# Forum Argomenti di discussione UNICO/730 dichiarazione dei redditi  Deducibilita' contributi inps coadiuvante ditta individuale

## micky17

Ciao a tutti,
vi pongo un caso emblematico.
Ditta individuale artigiana del padre, in cui lavora il figlio come coadiuvante familiare fino a settembre 2012, dopo di chè il figlio si fà assumere da un altra ditta e lavora come dipendente, cessando ogni rapporto di collaborazione con il padre.
Nel 2012 ono stati versati i contributi previdenziali per il figlio senza mai erogare alcun compenso, essendo ditta individuale e non impresa familiare.
Ora al figlio faro' il 730......ma posso dedurre i contributi inps relativi alla quota del figlio in 730 o sono persi per sempre? 
grazieee

----------


## Baldoria

I contributi vanno attributi al figlio, chiaramente se non è a carico del padre.

----------


## micky17

Grazie mille,
ora inseriro' nel 730 i contributi inps relativi al figlio, dato che non è a carico.....devo solo trovare il rigo corretto. 
grazie

----------


## micky17

sono stato in Agenzia delle Entrate e mi hanno riferito che a causa del fatto che il figlio sia coadiuvante  e non collaboratore familiare, e che non abbia percepito compensi, non è dunque possibile per il figlio dedurre i contributi nel 730......... :Confused:

----------


## shailendra

> sono stato in Agenzia delle Entrate e mi hanno riferito che a causa del fatto che il figlio sia coadiuvante  e non collaboratore familiare, e che non abbia percepito compensi, non è dunque possibile per il figlio dedurre i contributi nel 730.........

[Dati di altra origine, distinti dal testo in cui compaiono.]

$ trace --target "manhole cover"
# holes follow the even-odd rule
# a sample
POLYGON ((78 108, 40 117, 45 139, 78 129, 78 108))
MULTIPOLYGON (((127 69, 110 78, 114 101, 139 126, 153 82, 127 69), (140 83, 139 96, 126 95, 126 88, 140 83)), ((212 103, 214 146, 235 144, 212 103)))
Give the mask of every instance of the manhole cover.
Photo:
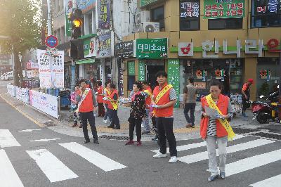
POLYGON ((129 139, 128 136, 107 136, 107 135, 102 135, 99 137, 99 138, 104 138, 107 140, 123 140, 123 141, 129 139))

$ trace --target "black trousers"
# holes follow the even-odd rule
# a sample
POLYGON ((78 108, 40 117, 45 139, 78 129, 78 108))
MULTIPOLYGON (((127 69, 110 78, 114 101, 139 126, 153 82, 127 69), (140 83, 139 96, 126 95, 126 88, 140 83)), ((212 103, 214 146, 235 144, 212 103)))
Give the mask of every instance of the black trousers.
POLYGON ((159 135, 160 153, 166 153, 166 140, 170 148, 171 157, 177 156, 176 141, 173 132, 174 118, 156 117, 156 125, 159 135))
POLYGON ((136 139, 137 139, 137 141, 140 141, 142 120, 141 119, 135 119, 135 118, 131 118, 131 121, 129 124, 129 134, 130 136, 130 140, 131 141, 133 140, 133 130, 134 130, 135 126, 136 126, 136 139))
POLYGON ((83 126, 83 133, 85 140, 90 141, 90 138, 89 137, 88 134, 88 128, 87 128, 88 122, 90 124, 91 129, 93 134, 93 138, 97 140, 98 134, 95 124, 95 117, 93 116, 93 112, 91 111, 89 112, 80 112, 80 117, 81 117, 80 120, 83 126))
POLYGON ((113 127, 115 126, 116 128, 120 127, 120 122, 118 117, 118 110, 110 110, 110 116, 111 118, 110 126, 113 127))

  Non sono d'accordo con il funzionario dell'agenzia. Se il padre fa una lettera di rivalsa al figlio, e il figlio ha altri redditi da cui può scaricare i contributi pagati, non vedo la ragione nè conosco la norma che gli impedisca di detrarseli

----------


## stefano8273

Buongiorno a tutti. Sono d'accordo con quanto evidenziato da Shailendra. Di conseguenza posto un quesito differente ma che deriva dalla stessa problematica della deducibilità. Ditta individuale, senza impresa familiare, ha un coadiuvante che quindi non percepisce redditi, non è nemmeno a carico del titolare essendone il padre già pensionato, può il titolare di ditta individuale non esercitare il diritto di rivalsa e dedursi i relativi contributi inps dal proprio reddito? Da quanto mi risultava se non venivano corrisposti redditi e senza rivalsa la deduzione era possibile.  Nel qual caso se aveste qualche riferimento normativo sarebbe utile. Grazie.

----------


## tribale

salve, ho lo stesso caso di stefano8273, ma non riesco a trovare nessun riferimento normativo, anzi le uniche cose che trovo mi dicono che la deduzione compete solo alla persona per conto della quale i contributi sono versati. grazie

----------